I’ve had very similar conversations over the last few months with many different women who were feeling worn out, stretched too thin, and totally overwhelmed. It really got me thinking about the good advice that I have been given over the years that has helped me cope with motherhood. I thought about what words of advice for moms who are overwhelmed like me I would share as I was driving my kids around to all their stuff.
I know I’ve driven myself into the ground and caused my depression to spiral out of control by not taking care of my needs. It’s taken me years to figure out what triggers my depression and how I need to manage it. Yet I still let myself get roped into things that cause me to neglect myself and draw myself too thin. There is such a temptation to try to do it all and we really cannot do it all! We cannot be everything to everyone and still come out of the other end okay.
So here it goes!
5 Words of Advice For Moms Who Are Overwhelmed
1. It’s okay to feel like a failure
I don’t know of any mom who hasn’t felt like a failure at some point. We are family managers who are trying to juggle not only our own schedule but everyone else’s as well. You will forget to take a child to an appointment or to pick them up from an activity. Your child will be the one to throw an epic tantrum in public or forget to wear their shoes to school. We all have experienced failure in some way and probably in many different ways, and that’s okay.

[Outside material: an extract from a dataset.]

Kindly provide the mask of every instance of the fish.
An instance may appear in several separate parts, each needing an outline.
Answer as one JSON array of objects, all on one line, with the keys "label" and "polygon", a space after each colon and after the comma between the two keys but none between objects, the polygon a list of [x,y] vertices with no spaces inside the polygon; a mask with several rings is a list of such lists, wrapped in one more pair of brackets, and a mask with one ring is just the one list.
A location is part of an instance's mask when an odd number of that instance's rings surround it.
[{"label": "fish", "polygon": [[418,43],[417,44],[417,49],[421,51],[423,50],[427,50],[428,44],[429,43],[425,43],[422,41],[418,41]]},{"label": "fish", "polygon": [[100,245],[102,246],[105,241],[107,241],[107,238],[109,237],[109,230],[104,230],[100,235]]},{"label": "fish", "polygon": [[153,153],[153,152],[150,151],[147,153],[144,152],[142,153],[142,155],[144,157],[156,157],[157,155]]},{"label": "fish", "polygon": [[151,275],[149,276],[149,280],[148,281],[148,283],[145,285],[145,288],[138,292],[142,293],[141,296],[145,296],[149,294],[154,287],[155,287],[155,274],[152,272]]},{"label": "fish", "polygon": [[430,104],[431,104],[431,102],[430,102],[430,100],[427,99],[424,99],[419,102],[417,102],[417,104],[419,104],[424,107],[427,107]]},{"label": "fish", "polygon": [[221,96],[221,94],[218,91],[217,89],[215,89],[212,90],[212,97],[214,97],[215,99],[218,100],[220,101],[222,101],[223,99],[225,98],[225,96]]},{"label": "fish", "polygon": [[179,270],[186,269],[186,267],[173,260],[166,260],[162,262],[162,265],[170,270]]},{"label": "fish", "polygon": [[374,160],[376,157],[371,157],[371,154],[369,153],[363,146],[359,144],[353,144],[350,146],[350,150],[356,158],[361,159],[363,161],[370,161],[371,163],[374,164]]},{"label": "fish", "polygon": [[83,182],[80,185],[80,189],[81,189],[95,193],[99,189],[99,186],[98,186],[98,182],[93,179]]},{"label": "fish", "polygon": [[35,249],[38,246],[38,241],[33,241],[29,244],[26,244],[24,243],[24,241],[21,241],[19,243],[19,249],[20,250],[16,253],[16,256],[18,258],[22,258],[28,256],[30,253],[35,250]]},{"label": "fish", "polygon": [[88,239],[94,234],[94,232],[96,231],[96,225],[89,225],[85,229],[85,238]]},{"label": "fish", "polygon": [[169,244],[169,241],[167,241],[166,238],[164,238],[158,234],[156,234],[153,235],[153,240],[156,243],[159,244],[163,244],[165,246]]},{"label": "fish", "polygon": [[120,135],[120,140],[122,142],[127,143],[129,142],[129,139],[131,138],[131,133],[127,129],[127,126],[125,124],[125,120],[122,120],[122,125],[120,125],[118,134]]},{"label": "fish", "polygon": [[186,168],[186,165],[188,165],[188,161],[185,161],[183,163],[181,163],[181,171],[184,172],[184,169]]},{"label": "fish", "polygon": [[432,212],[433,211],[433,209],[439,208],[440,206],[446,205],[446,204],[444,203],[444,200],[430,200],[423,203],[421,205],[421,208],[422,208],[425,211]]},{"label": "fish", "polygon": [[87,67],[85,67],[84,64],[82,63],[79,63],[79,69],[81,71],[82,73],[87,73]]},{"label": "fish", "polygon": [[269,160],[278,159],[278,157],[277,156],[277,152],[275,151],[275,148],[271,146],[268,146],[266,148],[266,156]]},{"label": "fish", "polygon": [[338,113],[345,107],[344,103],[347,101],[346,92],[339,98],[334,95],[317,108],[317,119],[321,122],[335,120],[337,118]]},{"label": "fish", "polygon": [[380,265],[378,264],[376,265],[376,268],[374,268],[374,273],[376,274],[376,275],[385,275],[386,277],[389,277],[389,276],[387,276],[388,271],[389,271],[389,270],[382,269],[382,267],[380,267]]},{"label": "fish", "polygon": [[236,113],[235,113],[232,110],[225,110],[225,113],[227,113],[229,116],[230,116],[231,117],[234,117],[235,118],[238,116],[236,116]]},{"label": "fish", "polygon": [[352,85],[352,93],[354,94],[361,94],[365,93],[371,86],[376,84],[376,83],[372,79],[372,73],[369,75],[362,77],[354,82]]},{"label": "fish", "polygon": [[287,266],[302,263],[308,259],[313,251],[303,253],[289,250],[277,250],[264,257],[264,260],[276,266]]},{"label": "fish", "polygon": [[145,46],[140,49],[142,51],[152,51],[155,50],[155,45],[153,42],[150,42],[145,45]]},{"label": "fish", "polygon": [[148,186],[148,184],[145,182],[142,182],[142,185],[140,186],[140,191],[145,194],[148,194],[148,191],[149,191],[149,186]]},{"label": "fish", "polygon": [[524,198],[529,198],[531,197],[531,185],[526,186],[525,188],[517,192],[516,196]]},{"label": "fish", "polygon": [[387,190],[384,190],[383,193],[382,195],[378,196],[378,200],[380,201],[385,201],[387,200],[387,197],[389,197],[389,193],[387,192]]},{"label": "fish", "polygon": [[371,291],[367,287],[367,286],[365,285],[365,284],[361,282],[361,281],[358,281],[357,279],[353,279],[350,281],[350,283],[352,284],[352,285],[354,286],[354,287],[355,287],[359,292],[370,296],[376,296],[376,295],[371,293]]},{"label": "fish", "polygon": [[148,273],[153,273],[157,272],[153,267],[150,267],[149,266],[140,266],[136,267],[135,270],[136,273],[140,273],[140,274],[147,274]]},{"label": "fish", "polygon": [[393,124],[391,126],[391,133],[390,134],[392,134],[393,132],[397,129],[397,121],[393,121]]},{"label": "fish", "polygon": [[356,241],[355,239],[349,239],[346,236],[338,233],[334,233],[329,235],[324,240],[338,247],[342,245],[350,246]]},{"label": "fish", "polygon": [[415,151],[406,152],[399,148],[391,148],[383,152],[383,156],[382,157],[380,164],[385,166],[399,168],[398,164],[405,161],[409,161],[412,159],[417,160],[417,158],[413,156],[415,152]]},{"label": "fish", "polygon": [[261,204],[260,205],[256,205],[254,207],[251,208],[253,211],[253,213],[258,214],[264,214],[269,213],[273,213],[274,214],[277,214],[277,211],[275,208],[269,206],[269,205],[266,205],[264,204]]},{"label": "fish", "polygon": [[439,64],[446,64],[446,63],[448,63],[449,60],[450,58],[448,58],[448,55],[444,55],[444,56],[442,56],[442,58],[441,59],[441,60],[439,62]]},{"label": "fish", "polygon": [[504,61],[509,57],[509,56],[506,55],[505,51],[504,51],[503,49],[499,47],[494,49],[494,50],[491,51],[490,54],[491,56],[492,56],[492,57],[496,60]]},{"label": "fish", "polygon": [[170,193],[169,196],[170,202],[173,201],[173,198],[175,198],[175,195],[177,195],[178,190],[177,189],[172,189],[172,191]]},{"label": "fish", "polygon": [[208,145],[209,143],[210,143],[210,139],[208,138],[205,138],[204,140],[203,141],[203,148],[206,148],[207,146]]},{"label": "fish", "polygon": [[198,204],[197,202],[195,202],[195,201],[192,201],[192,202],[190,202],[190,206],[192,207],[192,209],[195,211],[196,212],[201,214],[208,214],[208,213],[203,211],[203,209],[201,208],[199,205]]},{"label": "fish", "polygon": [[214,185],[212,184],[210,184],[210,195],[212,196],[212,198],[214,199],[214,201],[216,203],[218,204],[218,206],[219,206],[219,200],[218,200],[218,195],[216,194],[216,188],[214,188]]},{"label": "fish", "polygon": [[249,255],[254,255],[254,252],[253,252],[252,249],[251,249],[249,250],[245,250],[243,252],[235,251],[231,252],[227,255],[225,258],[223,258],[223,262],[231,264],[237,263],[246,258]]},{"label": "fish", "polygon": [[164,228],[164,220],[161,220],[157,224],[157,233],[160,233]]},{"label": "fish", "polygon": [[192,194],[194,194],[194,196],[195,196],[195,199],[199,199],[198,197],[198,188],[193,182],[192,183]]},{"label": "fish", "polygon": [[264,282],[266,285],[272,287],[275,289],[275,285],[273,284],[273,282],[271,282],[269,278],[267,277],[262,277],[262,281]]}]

2. It’s okay to ask for help
Lately I have felt like I’m drowning. I’ve been stretched so thin trying to do everything and I realized that I literally was wearing myself down. I’ve had to ask friends to pick up my kids from school or to watch one child so I could take another to a doctor’s appointment. My family has stepped up big time to help take care of my kids when my husband and I had an opportunity to get away for the first time in almost 9 years.
Recently, my depression has reared it’s ugly head and I’ve felt not only emotionally drained but physically as well. It’s been a fight to get out of bed and take care of myself, let alone my children. On those days it’s really easy to feel that I suck but really it’s that I’m overwhelmed.
Know that you don’t have to do it all! Ask for help- from family, from friends, or from neighbors. If you need to, hire a baby sitter or order your groceries. Saving your sanity and emotional bank to care for yourself and the roller coaster task of raising children is so important! Just ask!
3. It’s okay to say no
Along with number two, sometimes you just need to say no. I often feel like I’m letting everyone down if I don’t volunteer for everything whether it’s a family event, a church activity, or for the PTA. I have multiple kids, a husband with a crazy schedule, and a blog that I am passionate about! I have a limited amount of extra time available to give to only a few extra things each day. In reality, saying no is me acknowledging I have no more time, emotion, or strength to give to anything else. And that’s okay!
4. It’s okay to take shortcuts in the kitchen
I’ve realized over the last several years that there is a huge amount of mom guilt stemming from what we make in the kitchen. There has been a huge push to eat fresh, healthy, and organic for every meal and snack. That’s great and I’m all for making healthier and smarter food choices but no one should feel guilty for the choices they have to make. There is moderation in all things and for some of us that means using prepackaged products to get food on the table. That’s okay and no one should make you feel guilty for that.
5. It’s okay to not be supermom
I know there is a lot of conflict over the term “supermom.” Really, I think it’s meant to be a compliment but sometimes it can feel like an accusation. Going back up to number one, every mom has felt overwhelmed at some point and the complete opposite of supermom. Sometimes you may feel like you have it all together and it’s great if you feel like supermom. But when you feel like the Cruella de Mom know it’s okay, the pendulum will swing back the other way and you won’t always feel like supermom’s evil twin.
Really, what I’m trying to get at is that you are doing amazing at one of the hardest jobs in the world. When the mom guilt sky rockets and the emotional bank gets low know that it’s okay. Know that I’m here to tell you that you are one incredible woman!
What words of advice would you give?